A firm evaluates all of its projects by applying the IRR rule. A project under consideration has the following cash flows: Year Cash Flow 0 –$ 27,000 1 11,000 2 14,000 3 10,000. If the required return is 16 percent, what is the IRR for this project? ..

  What is the operating cash flow for project

Quint Enterprises is considering a new three-year expansion project that requires an initial fixed asset investment of $2.58 million. The fixed asset is classified for taxes under the 3-year MACRS schedule. If the tax rate is 34 percent, what is the ..

  Calculate expected cash flows for each year of project life

Calculate the expected cash flows for each year of this project's life. Find the NPV if the required return is %10.

  What are three types of risks company may face

What are three types of risks a company may face when it chooses to use an international strategy?

  Considering the purchase of new bulk carrier

Halcyon Lines is considering the purchase of a new bulk carrier for $7.4 million. The forecasted revenues are $6.2 million a year and operating costs are $5.2 million. A major refit costing $3.2 million will be required after both the fifth and tenth..

  What is its operating expense ratio

What is its operating expense ratio? what is the property’s break even ratio?

  What is the npv to the philippine firm

A Philippine firm wishes to distribute coconut- based food products in the United States. What is the NPV (USD) to the Philippine firm?

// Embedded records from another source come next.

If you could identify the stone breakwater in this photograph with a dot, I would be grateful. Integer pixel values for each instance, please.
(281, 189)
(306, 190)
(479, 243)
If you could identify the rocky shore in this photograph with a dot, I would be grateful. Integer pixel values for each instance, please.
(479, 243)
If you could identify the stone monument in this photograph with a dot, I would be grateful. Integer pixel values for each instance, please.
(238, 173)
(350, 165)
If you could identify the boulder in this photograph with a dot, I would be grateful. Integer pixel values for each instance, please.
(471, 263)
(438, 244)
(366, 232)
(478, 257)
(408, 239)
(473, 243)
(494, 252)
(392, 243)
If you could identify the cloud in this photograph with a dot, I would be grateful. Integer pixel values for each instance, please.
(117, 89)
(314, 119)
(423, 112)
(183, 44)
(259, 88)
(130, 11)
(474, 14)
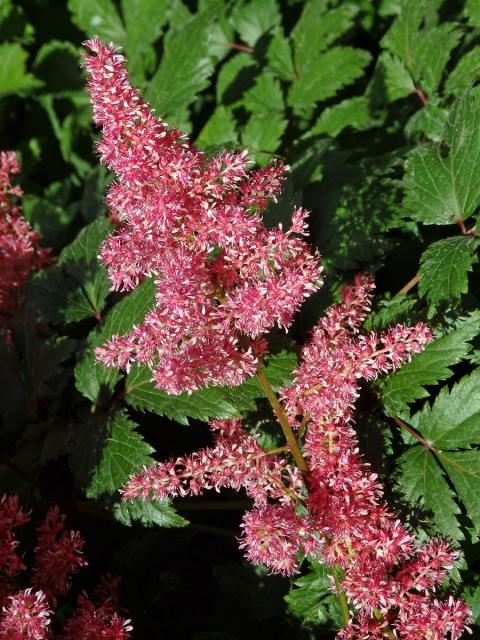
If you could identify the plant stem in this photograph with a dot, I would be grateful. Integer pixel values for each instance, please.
(301, 464)
(282, 419)
(342, 598)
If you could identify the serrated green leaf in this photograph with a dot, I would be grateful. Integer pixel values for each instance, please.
(429, 121)
(401, 39)
(429, 367)
(472, 11)
(326, 75)
(279, 55)
(213, 402)
(318, 28)
(444, 268)
(422, 479)
(463, 468)
(472, 596)
(352, 112)
(77, 287)
(185, 68)
(306, 598)
(442, 184)
(144, 22)
(265, 95)
(219, 129)
(13, 73)
(124, 452)
(234, 77)
(57, 65)
(431, 54)
(388, 311)
(452, 421)
(93, 380)
(395, 79)
(158, 513)
(465, 74)
(262, 135)
(255, 18)
(98, 17)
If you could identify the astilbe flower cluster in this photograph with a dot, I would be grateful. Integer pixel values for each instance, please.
(223, 281)
(26, 613)
(336, 513)
(20, 253)
(193, 222)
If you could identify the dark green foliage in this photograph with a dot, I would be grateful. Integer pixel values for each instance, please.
(375, 106)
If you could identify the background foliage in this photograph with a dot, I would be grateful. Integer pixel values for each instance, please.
(375, 106)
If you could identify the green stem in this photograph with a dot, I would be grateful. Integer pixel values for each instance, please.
(282, 419)
(342, 598)
(301, 464)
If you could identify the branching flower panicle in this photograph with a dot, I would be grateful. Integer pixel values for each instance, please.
(193, 222)
(223, 280)
(20, 253)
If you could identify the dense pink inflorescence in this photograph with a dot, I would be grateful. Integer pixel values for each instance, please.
(26, 614)
(389, 580)
(222, 281)
(92, 621)
(193, 223)
(20, 253)
(58, 555)
(27, 617)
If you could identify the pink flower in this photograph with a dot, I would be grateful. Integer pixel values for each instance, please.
(20, 253)
(236, 461)
(193, 223)
(58, 555)
(91, 622)
(27, 617)
(11, 517)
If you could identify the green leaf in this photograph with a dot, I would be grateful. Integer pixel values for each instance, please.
(144, 22)
(311, 599)
(429, 121)
(395, 79)
(444, 268)
(442, 184)
(98, 17)
(255, 18)
(265, 95)
(77, 287)
(231, 83)
(185, 68)
(472, 596)
(262, 135)
(422, 479)
(401, 39)
(326, 75)
(352, 112)
(13, 74)
(318, 28)
(159, 513)
(125, 452)
(465, 74)
(213, 402)
(463, 468)
(472, 11)
(452, 421)
(219, 129)
(429, 367)
(93, 380)
(279, 55)
(432, 53)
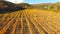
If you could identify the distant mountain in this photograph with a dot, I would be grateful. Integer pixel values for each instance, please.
(48, 6)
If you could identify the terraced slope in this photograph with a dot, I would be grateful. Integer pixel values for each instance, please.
(30, 21)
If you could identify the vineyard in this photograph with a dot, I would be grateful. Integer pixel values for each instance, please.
(30, 21)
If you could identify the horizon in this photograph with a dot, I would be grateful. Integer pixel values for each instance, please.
(33, 1)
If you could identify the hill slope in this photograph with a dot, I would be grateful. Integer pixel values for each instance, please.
(30, 21)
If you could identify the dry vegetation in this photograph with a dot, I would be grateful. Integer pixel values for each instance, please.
(30, 21)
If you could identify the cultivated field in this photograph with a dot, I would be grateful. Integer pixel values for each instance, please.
(30, 21)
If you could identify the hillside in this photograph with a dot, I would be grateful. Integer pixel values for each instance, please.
(48, 6)
(30, 21)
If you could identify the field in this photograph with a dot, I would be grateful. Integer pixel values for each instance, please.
(30, 21)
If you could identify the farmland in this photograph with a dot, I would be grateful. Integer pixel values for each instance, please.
(30, 21)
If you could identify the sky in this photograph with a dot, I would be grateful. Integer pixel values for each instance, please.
(33, 1)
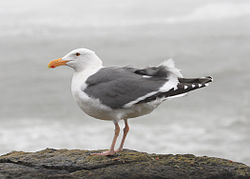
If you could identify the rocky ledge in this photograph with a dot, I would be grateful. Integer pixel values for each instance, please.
(51, 163)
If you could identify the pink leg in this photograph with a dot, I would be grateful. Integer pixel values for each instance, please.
(111, 150)
(125, 132)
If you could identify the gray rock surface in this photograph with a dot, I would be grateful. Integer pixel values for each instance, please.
(51, 163)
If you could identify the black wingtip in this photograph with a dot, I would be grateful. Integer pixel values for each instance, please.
(210, 79)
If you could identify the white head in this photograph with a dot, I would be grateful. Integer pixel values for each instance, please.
(78, 59)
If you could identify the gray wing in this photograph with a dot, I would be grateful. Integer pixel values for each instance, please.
(118, 86)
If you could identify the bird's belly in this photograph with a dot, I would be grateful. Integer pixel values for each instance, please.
(93, 107)
(140, 110)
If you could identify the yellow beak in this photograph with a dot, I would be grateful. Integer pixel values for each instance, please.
(57, 62)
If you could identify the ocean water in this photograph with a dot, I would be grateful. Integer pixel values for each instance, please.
(204, 38)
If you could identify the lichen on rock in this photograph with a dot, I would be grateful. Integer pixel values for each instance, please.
(52, 163)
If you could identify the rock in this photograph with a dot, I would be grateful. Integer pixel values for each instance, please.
(51, 163)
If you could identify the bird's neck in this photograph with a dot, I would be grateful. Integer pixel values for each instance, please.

  Mutually exclusive projects-both require initial investment

Atlas Corp. is considering two mutually exclusive projects. Both require an initial investment of $10,000 at t = 0. Project S has an expected life of 2 years with after-tax cash inflows of $6,000 and $8,000 at the end of Years 1 and 2, respectively. ..

  Make the acquisition attractive at an interest rate

Enterprise car rental agency has a contract with PM Warranty, Inc. to do major repairs for $850 per car. The car rental agency estimates that it could repair its own cars for $320 each if it acquires a facility for $380000 now. A salvage value of $40..

  All tax-sheltered retirement plans

All tax-sheltered (qualified) retirement plans have, as a minimum, which of the following tax advantages?

  What is maximum price that hastings would bid for vandell

Hastings Corporation is interested in acquiring Vandell Corporation. Vandell has 1 million shares outstanding and a target capital structure consisting of 30% debt; its beta is 1.25 (given its target capital structure). Vandell's debt interest rate i..

Free Assignment Quote

Assured A++ Grade

Get guaranteed satisfaction & time on delivery in every assignment order you paid with us! We ensure premium quality solution document along with free turntin report!